In a March regulatory filing, Goldman had declared that boardroom diversity was "an important factor in our consideration of potential and incumbent directors."

Tighe, 56, retired this year after a 38-year career with the U.S. Navy, most recently as deputy chief of naval operations for information warfare and director of naval intelligence, New York-based Goldman said in a press release. She previously served as a fleet commander and university president of the Naval Postgraduate School. She also completed a training fellowship for aspiring board candidates with the National Association of Corporate Directors, according to the bank's website.   

"Jan brings over 20 years of leadership experience in complex cyber and intelligence operations, and more broadly, risk management for the United States Navy," Blankfein said in the press release.

growing body of research suggests that companies should add more women to their boards -- not just to address the basic unfairness but also to improve shareholder returns. Big banks and financial firms including JPMorgan Chase & Co. (JPM) , the largest U.S. lender, and the private-equity giant Blackstone Group LP (BX)  have faced criticism over their under-representation of women in the boardroom, even as their predominantly male senior executives and directors tout efforts to bolster the careers of female employees.

At JPMorgan, for example, where Chairman and CEO Jamie Dimon has repeatedly highlighted his selection of women for half of his top lieutenants, only two women serve on the 12-member board of directors, or 17%. 

Several studies have shown that corporate boards with more female directors are better at decision-making, and that shareholders will benefit from an improved long-term financial performance. Experts also say women can be more assertive in the boardroom than men and thus more likely to challenge CEOs on crucial topics, such as risk-taking.

Two months ago, an all-female team of six analysts in Goldman's investment-research division published a 41-page report arguing that bias plays a key role not only in explaining the gender-pay gap among employees but also the scarcity of women in senior roles.

The study examined U.S. Census Bureau data showing that women on average earn 20% less than men.
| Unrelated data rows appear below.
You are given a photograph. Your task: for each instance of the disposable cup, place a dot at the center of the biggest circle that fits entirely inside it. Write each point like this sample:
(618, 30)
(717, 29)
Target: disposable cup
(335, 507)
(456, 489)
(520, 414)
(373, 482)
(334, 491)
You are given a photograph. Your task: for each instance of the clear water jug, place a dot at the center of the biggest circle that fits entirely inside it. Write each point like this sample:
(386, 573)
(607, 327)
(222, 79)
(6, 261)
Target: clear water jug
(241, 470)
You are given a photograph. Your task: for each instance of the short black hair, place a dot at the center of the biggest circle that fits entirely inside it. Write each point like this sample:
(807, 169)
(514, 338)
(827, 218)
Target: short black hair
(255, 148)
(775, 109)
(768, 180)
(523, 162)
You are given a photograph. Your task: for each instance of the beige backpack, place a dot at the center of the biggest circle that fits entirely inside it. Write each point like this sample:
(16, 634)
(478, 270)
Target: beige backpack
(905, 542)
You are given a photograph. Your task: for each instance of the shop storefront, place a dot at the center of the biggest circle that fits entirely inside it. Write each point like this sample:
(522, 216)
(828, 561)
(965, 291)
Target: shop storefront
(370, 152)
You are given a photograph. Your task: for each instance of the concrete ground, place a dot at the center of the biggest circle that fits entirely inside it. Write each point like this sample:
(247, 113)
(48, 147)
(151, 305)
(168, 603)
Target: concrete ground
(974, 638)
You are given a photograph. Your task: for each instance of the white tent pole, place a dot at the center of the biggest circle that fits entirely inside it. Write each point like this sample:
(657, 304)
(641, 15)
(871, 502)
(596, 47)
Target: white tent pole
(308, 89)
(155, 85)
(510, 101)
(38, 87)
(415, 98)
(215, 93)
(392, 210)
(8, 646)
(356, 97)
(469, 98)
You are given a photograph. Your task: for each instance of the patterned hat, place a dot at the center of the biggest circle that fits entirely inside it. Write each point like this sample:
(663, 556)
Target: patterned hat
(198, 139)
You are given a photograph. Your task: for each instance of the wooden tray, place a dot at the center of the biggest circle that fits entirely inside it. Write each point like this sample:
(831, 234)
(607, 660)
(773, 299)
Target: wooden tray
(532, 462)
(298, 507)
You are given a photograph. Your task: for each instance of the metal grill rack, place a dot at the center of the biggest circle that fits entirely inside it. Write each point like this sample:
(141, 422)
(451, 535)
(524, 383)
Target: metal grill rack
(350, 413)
The all-female team concluded that the disparity can't be explained by typical labor-market factors like levels of education and experience or choices of industry and occupation.

The researchers argued that the remedy might be as simple as putting more women in charge.

"We believe at least part of the unexplained gap may be due to the lack of women in highly-paid senior roles," such as among the male-dominated ranks of CEOs and boards of directors, the analysts wrote. 

Somebody at the top of Goldman Sachs appears to be listening.